Aujourd'hui, le Québec a changé. Nous baignons dans une société séculière où beaucoup de gens s'interrogent sur la pertinence de la foi. Vous constatez comme moi que les structures, parce qu'elles sont neutres, n'offrent plus de support à l'expression de cette foi. À chaque confession religieuse il revient d'accompagner le cheminement de ses fidèles. Dans ce nouveau contexte, évangéliser signifie d'abord d'écouter nos frères et nos soeurs, afin de bien identifier leur recherche d'un sens à la vie. À partir de là, nous chercherons humblement avec eux un éclairage de foi pour les situations concrètes où ils sont immergés. Nous éviterons ainsi de parachuter la Parole dans un terrain mal préparé pour l'accueillir.

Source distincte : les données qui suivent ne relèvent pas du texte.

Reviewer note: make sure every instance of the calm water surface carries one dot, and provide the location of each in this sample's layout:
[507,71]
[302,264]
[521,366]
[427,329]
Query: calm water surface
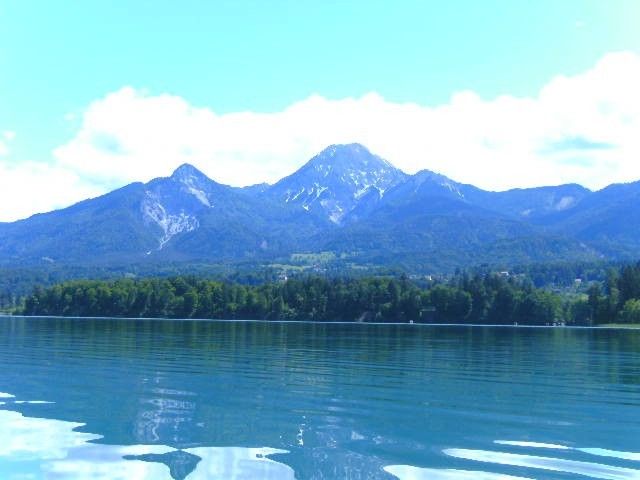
[117,399]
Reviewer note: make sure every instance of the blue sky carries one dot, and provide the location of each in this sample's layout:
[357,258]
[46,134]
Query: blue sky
[57,58]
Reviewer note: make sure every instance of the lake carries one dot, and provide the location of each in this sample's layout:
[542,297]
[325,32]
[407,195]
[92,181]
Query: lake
[161,399]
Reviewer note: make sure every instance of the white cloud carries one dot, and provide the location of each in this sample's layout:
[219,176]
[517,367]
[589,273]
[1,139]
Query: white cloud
[30,187]
[5,138]
[582,128]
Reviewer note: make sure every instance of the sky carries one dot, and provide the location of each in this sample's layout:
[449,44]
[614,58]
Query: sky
[499,93]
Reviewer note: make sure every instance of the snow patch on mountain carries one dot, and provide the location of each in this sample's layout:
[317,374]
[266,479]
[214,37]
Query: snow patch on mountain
[565,202]
[171,224]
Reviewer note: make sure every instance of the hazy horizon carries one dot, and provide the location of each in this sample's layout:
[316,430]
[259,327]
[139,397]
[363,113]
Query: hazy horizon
[496,95]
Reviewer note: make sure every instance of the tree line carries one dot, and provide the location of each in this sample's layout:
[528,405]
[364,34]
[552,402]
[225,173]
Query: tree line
[490,298]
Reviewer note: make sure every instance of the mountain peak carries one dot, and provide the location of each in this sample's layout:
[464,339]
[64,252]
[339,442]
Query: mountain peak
[349,155]
[186,170]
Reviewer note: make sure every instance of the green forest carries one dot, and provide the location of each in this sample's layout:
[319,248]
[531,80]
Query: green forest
[489,298]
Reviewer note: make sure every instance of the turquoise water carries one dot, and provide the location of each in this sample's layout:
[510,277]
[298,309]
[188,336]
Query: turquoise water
[117,399]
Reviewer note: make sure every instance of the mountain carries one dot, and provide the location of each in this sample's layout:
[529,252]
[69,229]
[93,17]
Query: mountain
[434,222]
[609,219]
[336,181]
[345,201]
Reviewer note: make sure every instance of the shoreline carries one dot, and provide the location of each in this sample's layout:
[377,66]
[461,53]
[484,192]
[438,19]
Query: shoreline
[612,326]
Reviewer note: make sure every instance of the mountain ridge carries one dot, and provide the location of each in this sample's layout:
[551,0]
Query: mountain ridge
[344,200]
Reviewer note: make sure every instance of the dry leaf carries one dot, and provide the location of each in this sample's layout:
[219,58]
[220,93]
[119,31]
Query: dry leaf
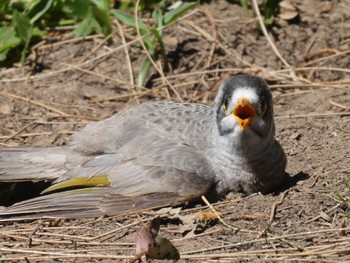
[287,10]
[153,246]
[5,109]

À mon avis, l'évangélisation gagnerait à s'inspirer de la stratégie de Jésus avec les disciples d'Emmaüs. Remarquez qu'il les rejoint sur la route et marche avec eux. Avec naturel il s'introduit dans la conversation: 'De quoi parliez-vous donc?' Il commence par écouter le désarroi dans lequel ils sont plongés depuis la mort de leur Maître. Leur désespérance a besoin de s'exprimer sans retenue. C'est un deuxième temps que Jésus éclaire les événements à la lumière de ce que les prophètes ont annoncé. Progressivement, sans contrainte, le coeur des disciples se réchauffe ou se réanime en écoutant la parole dynamisante de l'étranger.
En Église, nous sommes loin de cette pédagogie. Les pasteurs continuent de proclamer leur message sans faire appel à la coopération des baptisés. Je pense à l'homélie dominicale. Pour rester cohérent avec cette affirmation que l'Esprit-Saint agit au coeur de chaque personne, il importe que nous commencions par écouter, par marcher avec les gens que nous voulons évangéliser. À ce moment-là, nous cesserons de nous préoccuper d'un langage plus imagé, mieux adapté. Nous l'aurons appris par une écoute attentive et respectueuse. De ce changement d'attitude apparaîtra un nouveau visage de l'Église et nous serons perçus comme le peuple de Dieu en marche... » Marcel Plamondon, o.m.i. dans le Bulletin d'information des Missionnaires Oblats de Marie Immaculée de la province Notre-Dame-du-Cap, septembre 2006.